Il Comune di Venezia è autorizzato «ad adottare nelle proprie politiche di bilancio, in alternativa all'imposta di soggiorno, l'applicazione del contributo di sbarco previsto per le isole minori. Inoltre, l'importo massimo consentito per entrambe tali misure è elevato a 10 euro». È quanto prevede, all'articolo 1, il comma 1129 del maxiemendamento alla legge di bilancio per il 2019 appena approvata dal Parlamento. Si tratta della cosiddetta “tassa di sbarco”, in sostanza un ticket di ingresso tra i 2,5 e 5 euro già previsto per alcune isole minori come le Eolie e l’Elba per chi - con qualunque vettore - arrivi a Venezia per turismo e non pernotti nella città lagunare.
La strada del sostituto d’imposta
Tra i destinatari, oltre ai turisti “mordi e fuggi”, anche i passeggeri delle grandi navi da crociera. La misura fiscale, si legge nel dossier parlamentare che spiega i contenuti della manovra, «potrebbe conseguire un effetto selettivo e moderare l'accesso delle cosiddette grandi navi alla zona lagunare». L'ipotesi è che la nuova tassa di sbarco per Venezia funzioni con sostituto d'imposta: a pagare, come sovrapprezzo sui biglietti, dovrebbero essere cioè le compagnie che fanno servizio di trasporto - pullman, aerei, navi da crociera – a fini commerciali in arrivo a Venezia.

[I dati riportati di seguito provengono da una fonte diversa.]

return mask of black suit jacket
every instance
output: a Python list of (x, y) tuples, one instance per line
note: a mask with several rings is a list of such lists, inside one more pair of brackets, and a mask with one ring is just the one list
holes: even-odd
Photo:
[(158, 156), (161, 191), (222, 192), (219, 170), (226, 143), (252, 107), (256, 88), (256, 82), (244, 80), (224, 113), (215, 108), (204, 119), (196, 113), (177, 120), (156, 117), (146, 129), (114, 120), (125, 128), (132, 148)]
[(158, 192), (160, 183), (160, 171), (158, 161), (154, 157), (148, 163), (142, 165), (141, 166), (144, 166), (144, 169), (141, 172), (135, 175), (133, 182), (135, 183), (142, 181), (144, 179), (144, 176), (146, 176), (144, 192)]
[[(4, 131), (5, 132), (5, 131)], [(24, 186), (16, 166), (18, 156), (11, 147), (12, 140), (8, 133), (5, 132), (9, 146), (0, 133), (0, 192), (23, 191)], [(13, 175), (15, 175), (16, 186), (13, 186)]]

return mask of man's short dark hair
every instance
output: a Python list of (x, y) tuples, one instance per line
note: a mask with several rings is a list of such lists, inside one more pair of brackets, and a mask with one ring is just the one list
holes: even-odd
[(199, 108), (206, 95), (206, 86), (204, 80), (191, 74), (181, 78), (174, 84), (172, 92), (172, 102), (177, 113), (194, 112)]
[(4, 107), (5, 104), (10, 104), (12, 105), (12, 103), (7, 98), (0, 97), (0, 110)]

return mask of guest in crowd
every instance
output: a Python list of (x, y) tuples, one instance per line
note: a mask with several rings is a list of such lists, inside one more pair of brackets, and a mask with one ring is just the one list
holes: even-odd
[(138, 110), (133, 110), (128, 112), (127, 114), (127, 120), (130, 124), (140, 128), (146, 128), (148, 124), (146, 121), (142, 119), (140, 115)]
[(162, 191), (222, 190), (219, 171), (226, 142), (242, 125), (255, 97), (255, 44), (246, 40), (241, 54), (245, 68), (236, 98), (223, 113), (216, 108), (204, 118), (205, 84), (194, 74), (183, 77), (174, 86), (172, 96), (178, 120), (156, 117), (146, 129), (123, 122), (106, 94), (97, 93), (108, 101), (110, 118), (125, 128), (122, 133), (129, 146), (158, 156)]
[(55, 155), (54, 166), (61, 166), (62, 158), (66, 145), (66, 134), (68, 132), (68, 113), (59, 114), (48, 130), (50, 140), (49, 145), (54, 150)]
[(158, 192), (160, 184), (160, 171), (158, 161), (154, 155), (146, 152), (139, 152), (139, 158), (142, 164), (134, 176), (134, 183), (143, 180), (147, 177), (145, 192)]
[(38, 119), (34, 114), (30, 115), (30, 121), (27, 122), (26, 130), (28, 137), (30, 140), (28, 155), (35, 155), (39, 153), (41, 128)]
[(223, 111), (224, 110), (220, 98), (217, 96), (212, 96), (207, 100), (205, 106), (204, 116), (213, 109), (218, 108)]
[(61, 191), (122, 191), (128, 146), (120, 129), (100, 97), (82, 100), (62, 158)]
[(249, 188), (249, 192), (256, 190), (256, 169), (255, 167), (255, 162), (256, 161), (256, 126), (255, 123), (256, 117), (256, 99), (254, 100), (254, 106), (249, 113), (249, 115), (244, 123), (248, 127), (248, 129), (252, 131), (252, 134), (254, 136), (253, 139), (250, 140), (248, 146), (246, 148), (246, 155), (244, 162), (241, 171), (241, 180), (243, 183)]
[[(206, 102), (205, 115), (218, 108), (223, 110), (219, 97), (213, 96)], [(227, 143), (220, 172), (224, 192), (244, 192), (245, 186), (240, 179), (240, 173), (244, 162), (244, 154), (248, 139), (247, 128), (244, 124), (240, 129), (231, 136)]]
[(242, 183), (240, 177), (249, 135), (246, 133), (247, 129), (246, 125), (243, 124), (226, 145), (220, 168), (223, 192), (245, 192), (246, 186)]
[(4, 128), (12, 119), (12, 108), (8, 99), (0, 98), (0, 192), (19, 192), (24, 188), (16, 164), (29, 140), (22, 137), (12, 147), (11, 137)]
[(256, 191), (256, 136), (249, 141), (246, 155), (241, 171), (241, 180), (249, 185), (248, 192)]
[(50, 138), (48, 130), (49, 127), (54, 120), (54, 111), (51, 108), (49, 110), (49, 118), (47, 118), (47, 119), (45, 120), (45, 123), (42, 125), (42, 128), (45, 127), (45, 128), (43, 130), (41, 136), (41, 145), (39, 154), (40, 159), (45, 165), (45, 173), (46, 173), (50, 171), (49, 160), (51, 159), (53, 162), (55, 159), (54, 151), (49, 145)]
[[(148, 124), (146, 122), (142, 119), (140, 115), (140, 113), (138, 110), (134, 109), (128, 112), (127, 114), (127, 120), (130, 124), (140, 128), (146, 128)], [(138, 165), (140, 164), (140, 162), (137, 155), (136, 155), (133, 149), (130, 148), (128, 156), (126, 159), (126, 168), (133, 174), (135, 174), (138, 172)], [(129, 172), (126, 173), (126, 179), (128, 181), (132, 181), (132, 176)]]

Possibile gettito tra i 40 e i 50 mln di euro
Secondo le prime stime, dalla nuova tassa potrebbe maturare un gettito annuo tra i 40 e i 50 milioni di euro. Gli operatori del settore turistico, pur non esponendosi ufficialmente, ipotizzano infatti che su una platea complessiva di circa 20 milioni di arrivi “giornalieri”, diminuita per approssimazione alla metà - 10 milioni - per le categorie esentate (lavoratori, studenti, chi fa visita a parenti veneziani) e una tassa pari all'attuale imposta di soggiorno (5 euro), si potrebbe arrivare facilmente a una cinquantina di milioni di euro l'anno. Cifra tutta da verificare, per eccesso o per difetto, computabile solo quando verrà emanato un regolamento sulle modalità e sulle categorie oggetto del contributo. L'imposta di soggiorno pagata oggi da chi dorme nelle strutture ricettive veneziane genera invece oltre 30 milioni di euro l'anno, 33 milioni il dato nel 2018.

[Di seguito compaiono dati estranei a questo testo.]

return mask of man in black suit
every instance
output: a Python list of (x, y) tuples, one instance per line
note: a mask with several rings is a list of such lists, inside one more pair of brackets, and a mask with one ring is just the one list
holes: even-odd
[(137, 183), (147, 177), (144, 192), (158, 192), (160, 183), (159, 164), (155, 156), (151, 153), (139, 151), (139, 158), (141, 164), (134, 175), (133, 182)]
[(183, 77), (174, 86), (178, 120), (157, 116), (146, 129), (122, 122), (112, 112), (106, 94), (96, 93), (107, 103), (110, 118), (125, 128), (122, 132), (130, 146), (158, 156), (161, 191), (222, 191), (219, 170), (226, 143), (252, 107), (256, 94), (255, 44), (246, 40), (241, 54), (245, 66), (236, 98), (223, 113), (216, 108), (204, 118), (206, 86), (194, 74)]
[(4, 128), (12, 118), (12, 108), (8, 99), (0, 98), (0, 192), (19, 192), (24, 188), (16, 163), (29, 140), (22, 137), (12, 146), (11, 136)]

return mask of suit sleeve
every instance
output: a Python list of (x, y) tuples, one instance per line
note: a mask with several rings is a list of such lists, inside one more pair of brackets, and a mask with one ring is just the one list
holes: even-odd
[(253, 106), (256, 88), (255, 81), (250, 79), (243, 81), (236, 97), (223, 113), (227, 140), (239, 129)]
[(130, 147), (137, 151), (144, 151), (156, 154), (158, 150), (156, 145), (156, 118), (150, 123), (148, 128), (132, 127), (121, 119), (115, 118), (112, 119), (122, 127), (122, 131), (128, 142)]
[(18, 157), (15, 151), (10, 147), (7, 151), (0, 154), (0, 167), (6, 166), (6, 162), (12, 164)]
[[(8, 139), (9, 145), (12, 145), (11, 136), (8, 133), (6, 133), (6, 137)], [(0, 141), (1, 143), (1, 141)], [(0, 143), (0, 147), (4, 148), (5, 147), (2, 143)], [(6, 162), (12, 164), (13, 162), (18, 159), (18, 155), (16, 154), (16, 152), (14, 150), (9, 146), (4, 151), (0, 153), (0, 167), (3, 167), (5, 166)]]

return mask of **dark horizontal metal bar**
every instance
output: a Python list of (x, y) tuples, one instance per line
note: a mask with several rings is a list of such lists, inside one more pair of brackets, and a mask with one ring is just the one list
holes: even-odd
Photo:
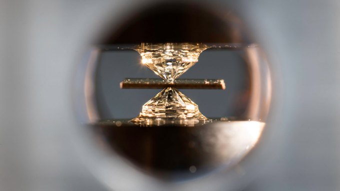
[(162, 89), (172, 87), (180, 89), (226, 89), (223, 79), (178, 79), (174, 83), (160, 78), (126, 78), (120, 82), (122, 89)]

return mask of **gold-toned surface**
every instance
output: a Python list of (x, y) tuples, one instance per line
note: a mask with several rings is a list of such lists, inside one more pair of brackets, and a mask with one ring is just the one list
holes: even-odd
[(148, 123), (150, 120), (162, 119), (208, 120), (198, 110), (198, 106), (177, 89), (168, 87), (143, 105), (142, 112), (132, 122)]
[(170, 83), (158, 78), (127, 78), (120, 82), (122, 89), (160, 89), (172, 87), (181, 89), (226, 89), (223, 79), (178, 79)]
[(142, 63), (168, 82), (174, 81), (198, 61), (200, 54), (210, 46), (202, 43), (142, 43), (134, 49)]

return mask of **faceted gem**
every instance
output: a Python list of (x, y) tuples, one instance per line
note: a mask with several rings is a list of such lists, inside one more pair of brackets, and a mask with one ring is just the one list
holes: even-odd
[(142, 63), (169, 83), (192, 66), (200, 54), (209, 46), (203, 44), (142, 43), (135, 50), (142, 57)]
[(208, 120), (196, 103), (177, 89), (170, 87), (164, 88), (144, 104), (140, 115), (132, 121), (157, 118)]

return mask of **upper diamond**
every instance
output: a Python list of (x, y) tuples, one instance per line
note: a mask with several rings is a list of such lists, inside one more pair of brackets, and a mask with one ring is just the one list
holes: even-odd
[(142, 43), (134, 49), (142, 56), (143, 64), (172, 83), (197, 62), (200, 54), (209, 47), (202, 43)]

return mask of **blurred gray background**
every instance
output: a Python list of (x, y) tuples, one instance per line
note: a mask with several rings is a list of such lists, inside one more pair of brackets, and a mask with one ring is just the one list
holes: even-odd
[[(72, 146), (80, 126), (74, 76), (108, 15), (151, 2), (0, 1), (0, 190), (108, 190)], [(210, 2), (228, 3), (248, 23), (274, 74), (270, 120), (254, 154), (262, 158), (252, 163), (260, 168), (238, 190), (339, 190), (340, 1)], [(129, 178), (120, 182), (133, 185)], [(229, 190), (223, 179), (208, 188)]]

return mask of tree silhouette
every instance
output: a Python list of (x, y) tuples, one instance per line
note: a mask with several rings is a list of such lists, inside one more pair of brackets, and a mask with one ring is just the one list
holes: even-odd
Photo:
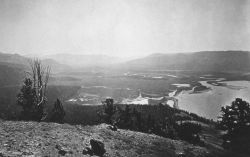
[(39, 59), (30, 61), (31, 72), (17, 95), (17, 104), (23, 108), (21, 119), (40, 121), (45, 119), (46, 91), (50, 67), (43, 67)]
[(17, 105), (21, 106), (22, 120), (37, 120), (36, 91), (30, 78), (25, 78), (24, 84), (17, 95)]
[(220, 126), (226, 131), (223, 146), (241, 152), (250, 152), (250, 106), (236, 98), (231, 106), (221, 108)]
[(114, 100), (109, 98), (103, 102), (103, 111), (99, 112), (98, 115), (101, 120), (107, 124), (114, 123), (114, 115), (117, 112), (117, 108), (114, 105)]

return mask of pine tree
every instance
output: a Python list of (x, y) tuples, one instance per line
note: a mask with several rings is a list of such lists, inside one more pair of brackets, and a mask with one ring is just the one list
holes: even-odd
[(220, 126), (227, 133), (223, 136), (223, 146), (236, 151), (250, 153), (250, 106), (236, 98), (231, 106), (221, 108)]
[(20, 93), (17, 95), (17, 105), (21, 106), (22, 120), (37, 120), (36, 91), (33, 88), (32, 80), (25, 78)]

La soddisfazione di “Venessia.com”
Plaude alla nuova tassa turistica Matteo Sechi, portavoce dell'associazione “Venessia.com”, che si batte per la difesa della città lagunare dal turismo di massa. «La “tassa di sbarco” punta giustamente a “colpire” i turisti giornalieri, che sono la maggior parte dei visitatori della città, ma portano in termini di fatturato solo il 30% a fronte del 70% portato dai pochi milioni di pernottanti che pagano da anni la tassa di soggiorno», spiega Sechi. I turisti giornalieri, prosegue, «sono i responsabili degli intasamenti che tanto mettono in difficoltà la cittadinanza. Da anni i veneziani chiedono misure concrete per gestire le masse turistiche e adesso che finalmente c'è la possibilità di sfruttarle economicamente e cercare quindi di gestirle e contarle».

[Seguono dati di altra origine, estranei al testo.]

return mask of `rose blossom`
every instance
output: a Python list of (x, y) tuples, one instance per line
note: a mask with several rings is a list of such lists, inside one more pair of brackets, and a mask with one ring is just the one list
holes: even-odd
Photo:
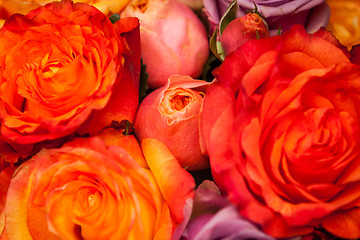
[(204, 100), (215, 182), (274, 237), (360, 237), (360, 66), (337, 45), (301, 25), (249, 41)]
[(275, 240), (240, 216), (221, 196), (214, 182), (205, 180), (195, 191), (193, 216), (183, 234), (185, 240)]
[[(58, 2), (60, 0), (57, 0)], [(44, 6), (54, 0), (1, 0), (0, 1), (0, 19), (8, 19), (15, 13), (27, 14), (30, 10)], [(73, 0), (74, 3), (86, 3), (93, 5), (105, 15), (120, 12), (130, 0)]]
[(209, 55), (204, 25), (178, 0), (135, 0), (121, 17), (140, 19), (141, 57), (151, 89), (166, 84), (172, 74), (197, 78)]
[(11, 180), (3, 234), (10, 240), (171, 239), (194, 181), (161, 152), (146, 153), (151, 170), (140, 167), (133, 150), (106, 146), (99, 137), (43, 149)]
[[(210, 23), (218, 25), (231, 0), (204, 0), (204, 7), (209, 15)], [(256, 4), (259, 13), (265, 18), (270, 35), (276, 35), (279, 27), (287, 30), (294, 24), (303, 24), (308, 32), (315, 32), (326, 26), (329, 9), (325, 0), (237, 0), (237, 16), (253, 10)]]
[(136, 137), (163, 142), (187, 170), (209, 166), (201, 148), (199, 116), (210, 83), (173, 75), (141, 102), (134, 121)]
[(138, 49), (135, 18), (113, 25), (86, 4), (64, 0), (13, 15), (0, 30), (2, 137), (33, 144), (132, 121)]
[[(11, 166), (9, 163), (0, 160), (0, 238), (5, 237), (5, 202), (6, 195), (10, 185), (12, 175), (14, 174), (16, 167)], [(3, 235), (2, 235), (3, 234)]]
[(327, 0), (330, 19), (327, 29), (349, 49), (360, 43), (360, 2)]

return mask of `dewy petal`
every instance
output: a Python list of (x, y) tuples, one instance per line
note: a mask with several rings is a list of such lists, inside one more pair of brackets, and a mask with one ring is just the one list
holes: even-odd
[(146, 138), (141, 141), (141, 148), (175, 221), (181, 223), (185, 202), (194, 197), (193, 177), (181, 168), (164, 143)]

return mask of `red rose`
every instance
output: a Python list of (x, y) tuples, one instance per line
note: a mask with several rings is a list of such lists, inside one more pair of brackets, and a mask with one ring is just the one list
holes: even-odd
[(333, 43), (302, 26), (247, 42), (204, 100), (215, 181), (275, 237), (360, 237), (360, 66)]

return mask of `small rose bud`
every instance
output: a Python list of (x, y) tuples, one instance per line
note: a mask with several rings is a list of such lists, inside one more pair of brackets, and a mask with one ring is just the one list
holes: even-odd
[(221, 35), (225, 55), (229, 55), (245, 42), (252, 39), (268, 38), (269, 30), (257, 13), (248, 13), (229, 23)]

Bocca (Federalberghi): giusto, nostre città come musei
D'accordissimo sul balzello introdotto dalla manovra anche Bernabò Bocca, presidente di Federalberghi, perché «le nostre città sono musei: come accade nei musei, è giusto pagare il biglietto d'ingresso». Il modello di tassazione previsto per Venezia, auspica Bocca, dovrebbe essere «mutuabile anche in altri centri che soffrono di sovraffollamento». «Finora - spiega - è toccato soltanto ai turisti che soggiornavano negli alberghi di Venezia “pagare il conto”, quella tassa di soggiorno da cui era esente chi dormiva in altre località o trascorreva soltanto la giornata in città, creando un enorme sovraffollamento. È giusto, invece, che paghino il biglietto di ingresso anche coloro che non lasciano ricchezza alla città, che sostengano anche loro i bilanci di destinazioni di questo tipo».(v.nuti ilsole24ore.com)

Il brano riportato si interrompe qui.